According to the American Heart Association (AHA) nearly 383,000 out-of-hospital sudden cardiac arrests occur annually, and 88 percent of cardiac arrests occur at home. Sadly, less than eight percent of people who suffer cardiac arrest outside the hospital survive [1]. These are sobering statistics. In medical terms a heart attack is much different than an SCA. An SCA has no warning signs; a person just collapses. A heart attack has multiple, generally understood warning signs preceding it.

Without our protective skin a patient’s heart is vulnerable to very small currents. In the electrically susceptible patient, moreover, even minute amounts of current (10µA) can cause ventricular fibrillation [2]. Remember that with an ECG and separate defibrillator it is not uncommon to have several pieces of equipment attached to the patient at the same time. Clearly, the total leakage current must remain below the threshold that can harm a human heart.

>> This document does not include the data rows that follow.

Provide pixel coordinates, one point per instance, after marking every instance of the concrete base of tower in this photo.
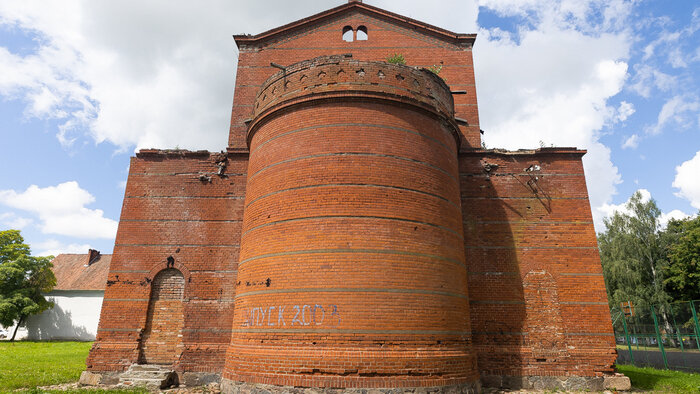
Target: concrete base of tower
(565, 383)
(231, 387)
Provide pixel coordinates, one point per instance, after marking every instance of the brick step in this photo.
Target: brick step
(149, 376)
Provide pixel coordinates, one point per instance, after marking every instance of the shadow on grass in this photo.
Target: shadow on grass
(661, 380)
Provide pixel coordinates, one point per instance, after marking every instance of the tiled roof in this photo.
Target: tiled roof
(73, 273)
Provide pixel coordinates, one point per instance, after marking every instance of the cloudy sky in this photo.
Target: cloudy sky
(85, 83)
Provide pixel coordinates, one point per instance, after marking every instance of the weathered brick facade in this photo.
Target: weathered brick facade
(354, 233)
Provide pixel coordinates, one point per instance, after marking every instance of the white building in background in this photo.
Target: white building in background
(78, 294)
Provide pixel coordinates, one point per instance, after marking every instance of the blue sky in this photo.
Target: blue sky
(83, 84)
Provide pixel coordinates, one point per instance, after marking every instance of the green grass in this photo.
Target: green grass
(664, 381)
(25, 365)
(656, 348)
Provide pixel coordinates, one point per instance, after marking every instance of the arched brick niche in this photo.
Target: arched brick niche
(543, 325)
(161, 342)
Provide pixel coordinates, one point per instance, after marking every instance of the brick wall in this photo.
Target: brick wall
(352, 266)
(364, 227)
(384, 39)
(178, 212)
(161, 342)
(537, 297)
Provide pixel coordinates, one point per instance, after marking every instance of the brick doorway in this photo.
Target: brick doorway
(162, 338)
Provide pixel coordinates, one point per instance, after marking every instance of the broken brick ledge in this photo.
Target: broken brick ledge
(581, 383)
(538, 151)
(231, 387)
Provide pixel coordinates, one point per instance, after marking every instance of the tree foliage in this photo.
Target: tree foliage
(23, 279)
(683, 273)
(647, 264)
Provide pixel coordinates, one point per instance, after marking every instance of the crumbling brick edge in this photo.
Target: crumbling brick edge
(566, 383)
(231, 387)
(187, 379)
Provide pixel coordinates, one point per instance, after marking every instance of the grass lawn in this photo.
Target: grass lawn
(26, 365)
(659, 380)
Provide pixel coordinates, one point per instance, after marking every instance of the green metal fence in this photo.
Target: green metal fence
(662, 336)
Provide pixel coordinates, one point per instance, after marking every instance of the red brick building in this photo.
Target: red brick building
(354, 234)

Defibrillators and Life-Saving Shocks

Many think that a defibrillator restarts the heart, but actuality it stops the heart. There is a random beating in the heart called fibrillation, which means the heart is not coordinated and not pumping blood. The defibrillator shocks the heart into inactivity, allowing the normal sinus rhythm to restart.

Figure 1 shows a hospital-style defibrillator and a trained medical technician delivering a life-saving shock for milliseconds. The 3kV to 5kV voltage and 50A current are necessary to penetrate the chest and shock the heart. High voltage and current is necessary because the human body is ˜75% salty water. The body conducts the majority of the electricity away, bypassing the heart.

Figure 1: A hospital-style defibrillator with paddles. Note that there is an external electrocardiograph (ECG) or heart monitor on the patient, as evidenced by the white circles (electrodes) and leads (wires) on the chest.

A second type of defibrillator (Figure 2) is an automated external defibrillator (AED) designed to be used by a member of the public with minimum training. These disposable electrode patches serve two purposes: first, monitor the heart with an electrocardiograph (ECG); and second, apply the high-voltage shock.

Figure 2: Chest compression CPR circulates blood to deliver oxygen to the brain and other vital organs until the heart can be restarted by the AED (right).

The AED protects its own input from the high voltage and current shock because it knows when it is about to apply the shock. Therefore it can, and does, disconnect the ECG monitor during the shock. The hospital-style defibrillator, however, is often used with a separate ECG or monitor. In this latter situation the ECG or monitor has no advanced warning and must withstand the high-voltage and current of the shock.

Protecting the Defibrillator for ECGs

We learned in Figure 1 that the voltage might be 3kV to 5 kV at 50A. The defibrillator test set in Figure 3 looks very much like the standard ESD test set4. There is, however, an important difference. The ESD test has a capacitor measured in picofarads, but the defibrillator test set is in many microfarads. The extra energy from the defibrillator must, therefore, be dissipated in front of the ECG.